MI & ischemia evaluation in the non-cardiac patient
This section describes the approach to troponin elevation in the “non-cardiac” patient – that is, a patient admitted to the ICU for a non-cardiac problem (e.g. septic shock).
- About ~40% of ICU patients will have troponin elevation, but the vast majority of these patients are not having a plaque-rupture (type-I) MI.99
- EKGs should be routinely obtained on all ICU patients (if nothing else, this serves as a baseline for comparison throughout the patient's hospital stay).
- Troponin should be checked only if there is a genuine clinical suspicion for myocardial infarction based on the EKG and clinical presentation.
sorting out three categories of troponin elevation
- Unfortunately, troponin levels are often obtained when they aren't actually indicated. When this occurs, we need to sort out what is causing the troponin elevation.
- A key concept here is the universal definition of a myocardial infarction, which requires:100
- 1) Dynamic rise/fall in troponin levels
- 2) At least one of the following: clinical history suggests MI (e.g. anginal chest pain), new ischemic EKG changes, or new wall motion abnormality on echocardiography.
- Using this definition, troponin elevation can be sorted into three categories:
- Non-MI troponin elevation
- These patients have troponin elevation without other features of MI (they don't meet the definition of MI above).
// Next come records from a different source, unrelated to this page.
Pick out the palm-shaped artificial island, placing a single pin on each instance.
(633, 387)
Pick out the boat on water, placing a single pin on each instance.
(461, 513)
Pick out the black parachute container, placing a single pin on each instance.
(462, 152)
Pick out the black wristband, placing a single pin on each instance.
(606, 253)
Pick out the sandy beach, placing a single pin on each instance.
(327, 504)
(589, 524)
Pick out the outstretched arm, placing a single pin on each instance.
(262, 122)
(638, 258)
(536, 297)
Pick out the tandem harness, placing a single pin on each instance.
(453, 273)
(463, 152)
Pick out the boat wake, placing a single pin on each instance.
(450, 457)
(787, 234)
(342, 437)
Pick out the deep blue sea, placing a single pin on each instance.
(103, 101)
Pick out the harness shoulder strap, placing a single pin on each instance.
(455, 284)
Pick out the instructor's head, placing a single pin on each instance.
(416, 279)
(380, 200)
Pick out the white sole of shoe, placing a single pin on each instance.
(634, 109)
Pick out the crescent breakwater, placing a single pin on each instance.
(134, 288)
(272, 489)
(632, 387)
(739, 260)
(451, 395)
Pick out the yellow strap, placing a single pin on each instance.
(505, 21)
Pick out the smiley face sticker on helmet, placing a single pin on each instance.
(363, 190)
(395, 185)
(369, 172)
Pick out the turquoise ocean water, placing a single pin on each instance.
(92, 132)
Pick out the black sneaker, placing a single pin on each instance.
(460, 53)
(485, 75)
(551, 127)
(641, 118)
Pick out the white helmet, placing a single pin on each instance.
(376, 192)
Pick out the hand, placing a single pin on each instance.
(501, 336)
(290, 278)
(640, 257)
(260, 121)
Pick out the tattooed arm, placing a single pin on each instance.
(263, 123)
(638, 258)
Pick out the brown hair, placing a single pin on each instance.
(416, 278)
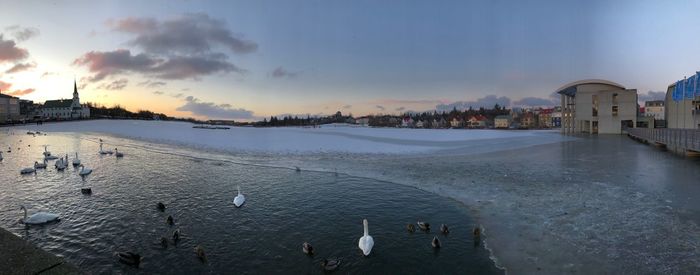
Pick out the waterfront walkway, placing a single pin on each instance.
(17, 256)
(677, 140)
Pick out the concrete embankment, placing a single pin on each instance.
(17, 256)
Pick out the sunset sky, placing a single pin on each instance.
(246, 60)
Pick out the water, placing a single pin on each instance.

- This is extremely common among critically ill patients and requires no specific treatment. Treatment should focus on management of the underlying disease.
- There is no therapeutic benefit to ongoing cycling of the troponin in this situation.
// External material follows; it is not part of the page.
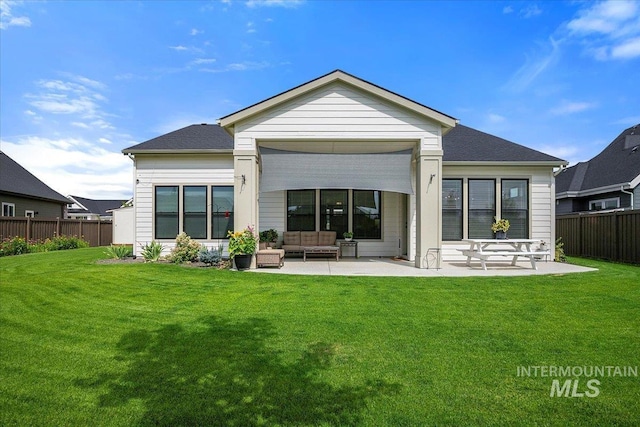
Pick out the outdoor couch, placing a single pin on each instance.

- Type-I MI (plaque rupture MI)
- These patients have classic MI due to plaque rupture. Most patients with type-I MI will initially present to the hospital with cardiac-related signs or symptoms. Type-I MI can arise as a complication of critical illness, but this is rare.
- Type-I MI should be treated with the typical treatment regimen generally associated with MI if possible (e.g., aspirin, P2Y12 inhibitor, possibly cardiac catheterization). However, the ability to provide such treatments is often limited by bleeding, hypotension, and acute kidney injury.
- Type-II MI (demand MI)
- These patients have MI due to a fixed coronary lesion plus physiologic stress (figure above).
- Sorting out type-I vs. type-II MI can be tricky (the table below may help guide this). When in doubt, urgent echocardiography can be helpful.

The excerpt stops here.